Page 1 of 1

Finding duplicate files

Posted: 16 Nov 2013, 09:58
by viking60
When cleaning up the computer I want to find and delete duplicate files. This is a one liner that will find duplicate files:

Code: Select all

find -not -empty -type f -printf "%s\n" | sort -rn | uniq -d | xargs -I{} -n1 find -type f -size {}c -print0 | xargs -0 md5sum | sort | uniq -w32 --all-repeated=separate


Easy to remember command right? :-D If not :shock: - maybe it is time to make an alias:

Code: Select all

alias duplicates='find -not -empty -type f -printf "%s\n" | sort -rn | uniq -d | xargs -I{} -n1 find -type f -size {}c -print0 | xargs -0 md5sum | sort | uniq -w32 --all-repeated=separate'


Now you can navigate to your directory of choice and check it for duplicate files by typing

Code: Select all

duplicates
. This will check all subdirectories too.
This is good for finding duplicate pictures and mp3's etc. It is not a good idea to delete duplicate files from themes and icon sets etc.
Just delete stuff that you have put there.
I always find a lot of duplicates in my Downloads directory..

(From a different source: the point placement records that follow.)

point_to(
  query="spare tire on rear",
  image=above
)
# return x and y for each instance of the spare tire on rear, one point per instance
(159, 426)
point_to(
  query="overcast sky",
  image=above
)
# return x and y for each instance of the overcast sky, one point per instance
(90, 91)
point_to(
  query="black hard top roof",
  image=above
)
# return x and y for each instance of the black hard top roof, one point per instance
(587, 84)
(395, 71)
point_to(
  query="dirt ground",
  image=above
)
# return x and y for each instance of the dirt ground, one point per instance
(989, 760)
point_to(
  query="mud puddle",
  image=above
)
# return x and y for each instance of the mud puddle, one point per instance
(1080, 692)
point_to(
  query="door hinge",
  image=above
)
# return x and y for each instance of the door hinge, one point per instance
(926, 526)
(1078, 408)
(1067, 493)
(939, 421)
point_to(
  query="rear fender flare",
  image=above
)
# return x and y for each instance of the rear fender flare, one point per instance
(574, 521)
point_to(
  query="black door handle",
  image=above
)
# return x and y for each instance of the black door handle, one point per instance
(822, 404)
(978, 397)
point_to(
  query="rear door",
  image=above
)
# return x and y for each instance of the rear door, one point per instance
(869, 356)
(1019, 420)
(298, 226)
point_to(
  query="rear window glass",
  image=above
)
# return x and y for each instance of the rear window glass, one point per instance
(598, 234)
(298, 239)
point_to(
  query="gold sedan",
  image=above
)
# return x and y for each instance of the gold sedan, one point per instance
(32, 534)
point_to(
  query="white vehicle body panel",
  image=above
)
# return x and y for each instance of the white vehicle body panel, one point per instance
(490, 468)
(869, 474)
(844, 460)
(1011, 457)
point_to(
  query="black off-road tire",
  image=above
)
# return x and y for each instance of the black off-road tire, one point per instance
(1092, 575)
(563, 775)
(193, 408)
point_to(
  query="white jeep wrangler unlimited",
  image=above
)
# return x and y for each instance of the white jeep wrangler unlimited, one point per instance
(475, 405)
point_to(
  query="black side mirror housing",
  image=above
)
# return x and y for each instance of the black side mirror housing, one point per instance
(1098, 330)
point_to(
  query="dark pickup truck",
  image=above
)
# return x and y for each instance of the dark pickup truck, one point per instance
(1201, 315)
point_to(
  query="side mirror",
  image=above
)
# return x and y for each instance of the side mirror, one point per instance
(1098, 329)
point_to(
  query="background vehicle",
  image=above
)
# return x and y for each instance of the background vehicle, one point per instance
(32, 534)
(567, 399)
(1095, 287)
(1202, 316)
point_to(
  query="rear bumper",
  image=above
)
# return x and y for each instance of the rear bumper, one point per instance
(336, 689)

Now if you want to find and delete duplicate files in one operation you could enter this command:

Code: Select all

find -not -empty -type f -printf "%s\n" | sort -rn | uniq -d |  xargs -I{} -n1 find -type f -size {}c -print0 | xargs -0 md5sum | sort | uniq -w32 --all-repeated=separate | cut -f3-100 -d ' ' | tr '\n.' '\t.' | sed 's/\t\t/\n/g' | cut -f2-100 | tr '\t' '\n' | perl -i -pe 's/([ (){}-])/\\$1/g' | perl -i -pe 's/'\''/\\'\''/g' | xargs -pr rm -v

Enter y to confirm that all findings should be deleted. This is probably not a smart thing to do - and dangerous.
No risk - no fun though :berserkf

Re: Finding duplicate files

Posted: 29 Oct 2017, 10:07
by viking60
To find and delete duplicate files; you can also install fdupes.

You need to enter a directory

Code: Select all

fdupes ~/Downloads

This will find all duplicates in your Download directory.

To delete them you can do a:

Code: Select all

fdupes -d ~/Downloads

This will present you with a list of how many duplicates you want to preserve. Typing 1 (one) will preserve one copy.

You will have to do this for every duplicate found.

If you want to scan and remove recursively you can use the -r switch:

Code: Select all

fdupes -rd ~/Downloads


To see the size of the duplicates you can use the -S switch:

Code: Select all

fdupes -S ~/Downloads